Moreover, punishing Anthropic for going public with the government’s demands is “classic illegal First Amendment retaliation” and introduces “the Orwellian notion that an American company may be branded a potential adversary and saboteur of the U.S. for expressing disagreement with the government.”

It seems clear, the judge went on, that the government is attempting to make an example out of Anthropic, potentially chilling future discussions around AI ethics and safety.

“At bottom, Anthropic has shown that these broad punitive measures were likely unlawful and that it is suffering irreparable harm from them. Numerous amici have also described wide-ranging harm to the public interest, including the chilling of open discussion about important topics in AI safety,” Lin wrote.

The Pentagon has seven days to appeal Lin’s ruling, after which it will take effect.

Many observers, including Catholics, have expressed appreciation for Anthropic’s decision to make a principled stand against the government’s demands.
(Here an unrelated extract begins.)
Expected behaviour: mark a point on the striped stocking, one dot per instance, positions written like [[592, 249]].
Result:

A group of 14 Catholic moral theologians and ethicists had filed an amicus brief in the case stating that the teaching of the Catholic Church supports Anthropic’s decision to reject the Pentagon’s demands.

“Anthropic, in the red lines it has drawn for the use of its products on domestic mass surveillance and autonomous weapons systems, sought to uphold minimal standards of ethical conduct for technical progress. In doing so, Anthropic was acting as a responsible and moral corporate citizen, not as a threat to the safety of the American supply chain,” the authors of the brief wrote.

The Catholic authors of the brief stress, however, that the Church’s reasons for opposing autonomous weapons and mass surveillance are not merely pragmatic. Any use of weapons capable of making wartime decisions on their own without human input violates the Catholic principle of “just war,” and a widespread surveillance regime by the military would undermine the dignity of those being surveilled, the scholars wrote.